Kevin Kramer Keeps Crushing At Double-A

RICHMOND, Va.Kevin Kramer has long been lauded for his feel to hit, dating back to his days at UCLA and in the lower levels of the Pirates system.

What the 23-year-old second baseman is doing now at Double-A Altoona, however, is on a whole other level.

Kramer, the Pirates No. 21 prospect and 2015 second-round pick, blasted a double off the wall for the second straight game Wednesday in Altoona’s 10-3 win over Richmond (Giants).

Kramer has now reached base in all 27 games he has played this season, and boasts a .376/.475/.614 slash line.

“What exceeds expectations for me is you’ll give him some ideas to work on . . . and he goes out and applies it,” Altoona manager Michael Ryan said. “He has the ability to apply that plan right away or those adjustments right away and he takes what he’s been taught and has success with it quickly. It’s special.”

The lefthanded-hitting Kramer was originally envisioned as a bottom-of-the-order, contact-oriented type. But after adding muscle and changing his approach in the offseason, Kramer has moved into the No. 3 spot in Altoona’s batting order and become a bonafide slugger.

His doubles in back-to-back games at Richmond were each shots high off the wall in right field, no easy task in one the most expansive ballparks in the country. They came off of two legitimate pitching prospects as well, the first off Giants No. 5 prospect Andrew Suarez on Tuesday and the second off Giants No. 11 prospect Sam Coonrod on Wednesday.

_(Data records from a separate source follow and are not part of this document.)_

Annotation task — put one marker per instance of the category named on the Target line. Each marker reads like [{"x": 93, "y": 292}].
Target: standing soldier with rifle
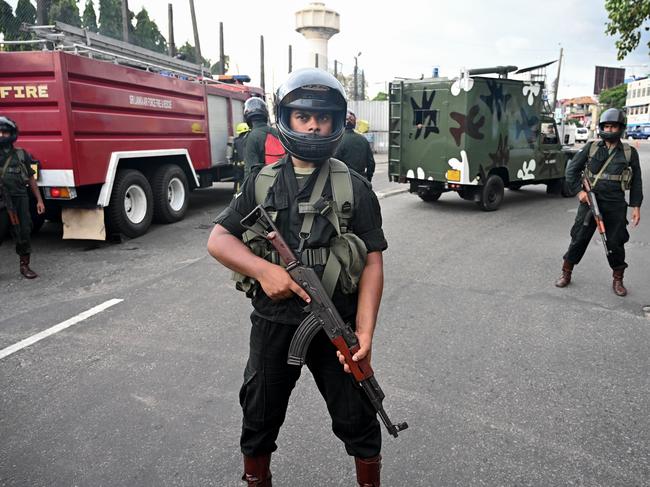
[
  {"x": 331, "y": 221},
  {"x": 610, "y": 168},
  {"x": 16, "y": 175}
]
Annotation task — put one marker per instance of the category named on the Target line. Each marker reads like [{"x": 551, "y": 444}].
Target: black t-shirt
[{"x": 284, "y": 197}]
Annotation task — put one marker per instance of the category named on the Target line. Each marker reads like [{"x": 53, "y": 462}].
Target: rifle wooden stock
[
  {"x": 323, "y": 316},
  {"x": 595, "y": 211}
]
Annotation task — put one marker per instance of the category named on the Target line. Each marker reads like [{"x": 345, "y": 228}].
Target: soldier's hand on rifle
[
  {"x": 365, "y": 350},
  {"x": 277, "y": 283},
  {"x": 636, "y": 215}
]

Kramer already has three home runs this year after hitting four total in his first two seasons as a professional. His 11 doubles have him on pace to nearly double his 29 two-baggers last season.

“(Pirates hitting coordinator) Larry Sutton and I worked a ton together, especially at instructs last year, just about altering your mentality a little bit and trying to drive the ball more effectively,” Kramer said. “We altered some mechanics here and there, not much, the mentality is just more so driving the ball. The mentality has been a big change for me, which I’m really happy with and bought in to completely. It was a step I was ready to take when they gave me that challenge, and it’s only going to get better.”

Ryan feels the same way.

“He’s going to hit for power,” the Altoona manager said. “You look at the doubles, that’s the first sign of late power in your career. He’s right on schedule. Ball comes off his bat plenty. Still a younger guy so he’s going to get stronger.”

It’s pretty much been all success for Kramer so far at the plate in 2017. As far as he is concerned, it’s just the start of things to come.

“It’s really as a simple as having a plan, knowing how you want to go about the plan, and then just executing,” Kramer said. “At the end of the day if you put in the time and you’re working on the stuff you want to work on, good things are going to come.”


Pirates No. 5 prospect Kevin Newman was hit in the head by a 94-mph fastball in his first at-bat and left the game. He underwent tests at a local hospital and was diagnosed with a forehead contusion but no concussion.

Giants No. 3 prospect Chris Shaw had two of Richmond’s five hits in the loss. He drove a two-run double off the wall in right in the first inning and lined a single into right in the third. He also played left field for the third time in four games, a new position for the former right fielder and first baseman.

Richmond righthander Sam Coonrod, the Giants No. 11 prospect, lasted 4.1 innings, gave up five hits and seven runs, walked two and struck out eight. Coonrod sat 93-96 mph with his fastball and used it primarily with an 85-89 mph slider. He threw an occasional 82-85 mph changeup as well. Coonrod worked almost exclusively up in the zone, and as a result got swings and misses on high fastballs but also got hit hard when he didn’t get it up enough, resulting in a number of hard hits including four doubles and a home run.

Altoona starter Brandon Waddell, the Pirates No. 16 prospect, allowed his first five batters to reach base and was pulled. Staked to a 4-0 lead in the first, Waddell gave up three walks and two hits and was charged with three runs. He threw only 13 of his 29 pitches for strikes. Waddell sat 91-92 mph with his fastball but struggled to command it, while his 79-81 mph changeup consistently missed low and outside to righthanded batters by several inches.